Les premiers colons écossais et irlandais arrivent en 1812 sous le commandement de Miles MacDonnell, gouverneur de la colonie, appelée Assiniboia, et construisent le fort Douglas, tout près du fort Gibraltar qui appartenait à la CNO[2]. Les colons ont énormément de difficulté à survivre à leur premier hiver et c'est grâce aux Métis de la CNO[2] et de la CBH[1] qu'ils parviennent à le traverser de peine et de misère. Vu que les récoltes de la première année suffisaient à peine à nourrir la jeune colonie, en 1814, le gouverneur MacDonnell lance la proclamation interdisant toute exportation de provisions en dehors de la colonie, incluant évidemment l'exportation de pemmican, ce qui rend furieuse toute la population métisse locale et menace sérieusement le système de transportation de la CNO[2]. Cette malheureuse décision eut comme résultat que la CNO[2] réussit à convaincre les Métis que leur survie était menacée et qu'ils devaient s'opposer au développement de la colonie. Les employés de la CNO[2], aidés d'un groupe de Métis, arrêtent le gouverneur, attaquèrent le fort Douglas et le brûlèrent. Les colons se retirent de la colonie. L'année suivante, MacDonnell sera remplacé par Robert Semple.

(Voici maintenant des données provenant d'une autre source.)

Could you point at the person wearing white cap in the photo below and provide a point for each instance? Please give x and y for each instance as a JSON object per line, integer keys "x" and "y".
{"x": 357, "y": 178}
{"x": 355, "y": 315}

En 1816, Semple et les colons reviennent à la rivière Rouge et s'emparent du fort Gibraltar et le détruisent. Mais les Métis préparent une contre-attaque. Cuthbert Grant, capitaine général des Métis du Nord-Ouest, réunit une centaine de cavaliers métis pour escorter une cargaison de pemmican au lac Winnipeg afin d'approvisionner les brigades de canots en route vers l'Athabasca. Voulant éviter le Fort Douglas, Grant et ses hommes se dirigent vers un endroit appelé la Grenouillère, mais le terrain marécageux les oblige de raccourcir leur circuit et ils sont aperçus par une sentinelle du fort Douglas. Semple et vingt-quatre hommes partent les intercepter. Ils se rencontrent et un coup de fusil est tiré; Semple est blessé à la jambe. Ceci déclenche une bataille au fusil. En quelques minutes, Semple et vingt de ses hommes sont tués, contre un seul Métis. Grant prend un des hommes de Semple prisonnier et l'envoie demander la capitulation du fort Douglas. La colonie capitule sur le champ.

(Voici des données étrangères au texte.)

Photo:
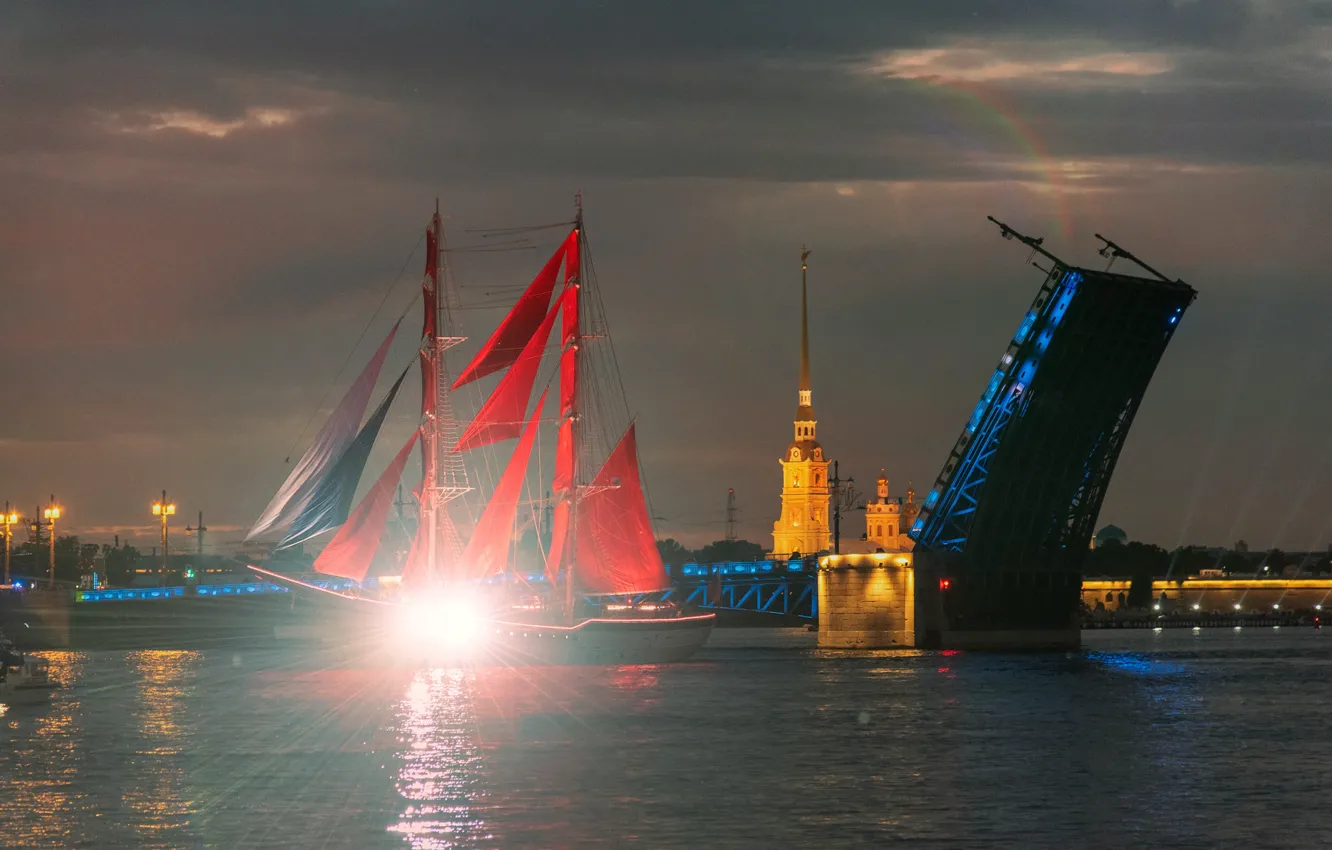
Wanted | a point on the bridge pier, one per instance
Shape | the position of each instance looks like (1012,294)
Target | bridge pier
(1006,610)
(866,601)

Cette bataille marquera le début d'une guerre totale entre les hommes de la CBH[1] et ceux de la CNO[2] et, pour les Métis, c'est la première prise de conscience qu'ils représentent une « nouvelle nation », distincte et des Blancs et des Amérindiens. Bientôt, de nombreux événements de plus en plus violents incitent le gouvernement britannique à exiger que les compagnies rivales règlent leurs différends. En 1821, les deux compagnies fusionnent, toujours sous l'appellation de la CBH[1]; les actionnaires et les officiers de la CNO[2] continuent de partager les profits de la traite et la majorité des dirigeants deviennent des employés de la nouvelle CBH[1]. Par contre, la colonie de Selkirk est un échec et les terres sont revendues à la CBH[1] en 1836. De nombreux Métis, employés de la CNO[2] voient leur emploi disparaître et se résignent à s'établir sur des lopins de terre dans la colonie, devenant surtout charretiers, transportant des vivres, des peaux ou des os de bison, des marchandises, etc., un peu partout dans l'Ouest.